Why is the Internet invisible?

I have been giving thought to the invisibility of the Internet, and in particular, to the learned inability of lawyers to account for it.

I mean account for it in law. For example, the CRTC made the correct decision in Bell Mobility versus Benjamin Klass. The Commission decided that a video broadcasting application which rode on Bell Mobility’s transport layers did not cause those transport layers to transform themselves, by a nominalist exercize of legal defintion, into “broadcasting”.

Not so said Bell Mobility.

14. In Bell Mobility’s view, it is a broadcasting undertaking when offering Bell Mobile TV, and it is acting as a Canadian carrier offering a telecommunications service when providing wireless connectivity that enables its subscribers to view programming on their mobile devices.

Thus, in essence, when Bell Mobility offers a broadcasting application, the transport below it in the protocol stack is not, as the Commission asserted, governed by the Telecommunications Act with its common carrier obligations. No, it is broadcasting all the way down, so that the transport which delivers the signal is characterized properly as “broadcasting” and the bandwidth the application occupies is not Internet transport. The whole undertaking as far as the application and transport is concerned, is made into an indivisible undertaking of “broadcasting”, and Bell Mobility can wrap any discriminatory practice it wants to engage in under the cloak of Canadian cultural preference.

This was argued quite ably by Neal Finkelstein in the recent hearings before the Federal Court of Appeal in Toronto on January 19th in the appeal of the CRTC’s decision.

It is also an ingenious method to escape net neutrality provisions, by calling something ‘broadcasting” and thereby folding in the transport functions into the discriminatory regime established by the Broadcasting Act.

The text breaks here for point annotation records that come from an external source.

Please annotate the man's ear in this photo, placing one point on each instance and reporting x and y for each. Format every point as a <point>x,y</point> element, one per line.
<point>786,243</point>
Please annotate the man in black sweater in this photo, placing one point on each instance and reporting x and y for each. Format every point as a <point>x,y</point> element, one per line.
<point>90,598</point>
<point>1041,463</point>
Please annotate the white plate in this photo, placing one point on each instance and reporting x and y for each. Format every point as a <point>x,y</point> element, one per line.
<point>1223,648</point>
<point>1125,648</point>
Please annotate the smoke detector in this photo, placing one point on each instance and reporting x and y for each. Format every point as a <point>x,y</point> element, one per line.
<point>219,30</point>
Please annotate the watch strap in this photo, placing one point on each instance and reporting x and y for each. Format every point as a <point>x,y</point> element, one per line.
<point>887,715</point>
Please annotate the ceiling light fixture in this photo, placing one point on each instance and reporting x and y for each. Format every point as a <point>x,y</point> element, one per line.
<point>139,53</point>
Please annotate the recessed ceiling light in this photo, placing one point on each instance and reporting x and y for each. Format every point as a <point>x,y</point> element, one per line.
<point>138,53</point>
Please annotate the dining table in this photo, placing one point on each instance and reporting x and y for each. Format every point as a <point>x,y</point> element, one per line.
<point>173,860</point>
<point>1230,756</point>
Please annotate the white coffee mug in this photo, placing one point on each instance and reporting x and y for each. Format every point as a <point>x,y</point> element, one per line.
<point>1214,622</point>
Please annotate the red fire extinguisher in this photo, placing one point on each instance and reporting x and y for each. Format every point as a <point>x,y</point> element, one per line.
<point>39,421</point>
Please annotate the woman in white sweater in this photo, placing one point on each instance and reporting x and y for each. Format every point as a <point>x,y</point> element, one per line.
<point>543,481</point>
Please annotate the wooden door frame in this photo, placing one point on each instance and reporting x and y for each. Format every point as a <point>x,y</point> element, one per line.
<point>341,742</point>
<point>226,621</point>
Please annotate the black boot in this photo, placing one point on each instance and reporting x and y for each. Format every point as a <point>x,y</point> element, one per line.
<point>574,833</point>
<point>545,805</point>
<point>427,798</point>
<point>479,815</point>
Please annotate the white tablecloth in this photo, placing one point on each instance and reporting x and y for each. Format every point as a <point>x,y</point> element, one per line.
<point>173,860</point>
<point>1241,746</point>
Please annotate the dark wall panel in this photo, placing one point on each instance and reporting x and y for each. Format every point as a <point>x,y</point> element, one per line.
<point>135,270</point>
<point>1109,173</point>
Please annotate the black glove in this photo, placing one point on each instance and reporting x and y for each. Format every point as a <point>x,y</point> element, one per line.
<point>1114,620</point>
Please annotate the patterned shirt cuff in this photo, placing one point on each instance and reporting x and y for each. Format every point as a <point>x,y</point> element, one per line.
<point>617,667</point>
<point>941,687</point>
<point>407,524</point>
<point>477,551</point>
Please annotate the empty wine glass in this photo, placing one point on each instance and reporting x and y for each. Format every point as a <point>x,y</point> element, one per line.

Anyone familiar with the architecture of the Internet would snort in derision when they heard this. When I have had occasion to test out some propositions of Canadian telecommunications carriers at, for example, the Board of Trustees of the American Registry of Internet Numbers, when I was on the receiving end of such arguments, the response was hoots and snorts. They had never heard such balderdash, in engineering terms.

But of course Internet engineers do not sit on regulatory Commissions. They just devise ways to around the mess created by lawyers.

So why is it possible to argue such engineering lunacy as proposed by Bell Mobility in the Klass case? The reason, as I have come very late in life to understand, is that the law could not give a damn about the Internet. It sees the communications world through two prisms or lenses. One is the Telecommunications Act, which emphasizes ideas on non-discrimination in similar types of traffic, and which fosters network interconnection, and the control of the economic and technical behaviour of carriers. The Broadcasting Act, whose devotees would like to ignore its original technical predicates as a system for controlling what were few voices in limited spectrum, is devoted to discrimination in favour of Canadian cultural production.

Do you remember Rick Moranis in the original Ghostbusters? He played the boring and obnoxious accountant, Louis Tully, whose mind had been taken over so that he could be the Keymaster, the paraclete of Zuul, an ancient Babylonian god of mayhem.

At some point in his demonic possession he has a line which says “there is no Tully, there is only Zuul”.

 

That is how I perceive the legal profession in its contemplation of the Internet. There is no Internet. There is only Zuul, or whatever legal kludgeware that informs their minds. It is a case of very profound and systemic déformation professionelle.

How can this gaping hole in understanding be fixed? I have argued before that we need Commissioners from backgrounds less associated with broadcasting, news and the law, and more with engineering. That would be a good start. Something more is needed, I think. It needs a Chief Technology Officer, of the kind that the FCC has. Commissioners and staff need to have some other source of guidance as to the technologies, in the absence of which they can be being snowed by carriers and broadcasters, and who could argue from a different and much need engineering perspective against the domination of argument by the twin spectacles which the law obliges lawyers to put on.

Is the Internet “broadcasting”? You might as well ask whether the Internet is composed of marzipan, or phlogiston,  for all the sense that question makes in terms of engineering. Someone has to say that the question is ill-conceived, and others need to be required to heed the advice.